Presentation Information
[1K3-GS-3a-05]Towards Abstraction of User Edits as Reusable Prompts
〇Michiaki Tatsubori1, Makoto Kogo1 (1. IBM Japan)
Keywords:
Prompt Engineering,Human-in-the-Loop,Content Generation Workflow
In GenAI-guided content production, users refine LLM outputs through direct editing, but these refinements are discarded, requiring repetitive effort. We propose a system that automatically abstracts phrase-level edits into reusable prompt policies via hierarchical clustering and appropriate abstraction ranking.
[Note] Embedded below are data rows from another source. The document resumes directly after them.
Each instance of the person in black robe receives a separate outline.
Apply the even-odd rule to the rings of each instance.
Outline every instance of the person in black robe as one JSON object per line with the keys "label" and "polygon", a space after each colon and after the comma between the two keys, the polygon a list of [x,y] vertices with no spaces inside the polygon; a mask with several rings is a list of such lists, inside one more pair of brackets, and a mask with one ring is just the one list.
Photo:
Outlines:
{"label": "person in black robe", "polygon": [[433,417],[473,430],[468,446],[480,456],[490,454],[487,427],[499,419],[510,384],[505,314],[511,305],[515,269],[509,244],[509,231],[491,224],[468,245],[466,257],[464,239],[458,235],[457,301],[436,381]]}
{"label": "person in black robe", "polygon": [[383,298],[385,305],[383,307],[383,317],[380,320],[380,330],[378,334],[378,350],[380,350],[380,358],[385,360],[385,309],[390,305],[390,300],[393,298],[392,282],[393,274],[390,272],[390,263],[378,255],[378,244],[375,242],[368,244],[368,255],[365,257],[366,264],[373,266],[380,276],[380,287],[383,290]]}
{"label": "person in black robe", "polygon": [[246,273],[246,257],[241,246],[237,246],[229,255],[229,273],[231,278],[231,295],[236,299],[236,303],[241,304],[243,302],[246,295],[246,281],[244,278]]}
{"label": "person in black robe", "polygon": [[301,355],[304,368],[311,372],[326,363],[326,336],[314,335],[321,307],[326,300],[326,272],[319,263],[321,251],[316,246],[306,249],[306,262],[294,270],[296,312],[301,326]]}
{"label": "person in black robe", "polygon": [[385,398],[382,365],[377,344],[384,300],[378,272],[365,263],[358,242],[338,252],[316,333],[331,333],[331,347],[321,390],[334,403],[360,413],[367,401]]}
Our approach represents edits as difference vectors between phrase embeddings, constructing an edge-weighted DAG. We introduce an Appropriate Abstraction (AA) scoring mechanism evaluating clusters based on inter-cluster distance, conciseness, uniqueness, and accuracy, then rank leaf-covering forests to suggest optimal abstraction levels. Unlike Human-in-the-Loop methods limited to simple feedback, our system captures complex modification patterns. Compared to Automated Prompt Engineering requiring extensive training data, our method works with partial modifications and fewer API calls, reducing computational costs. Experiments demonstrate successful extraction of rewriting policies like "increase formality and conciseness," applicable as enhanced prompts or post-generation filters.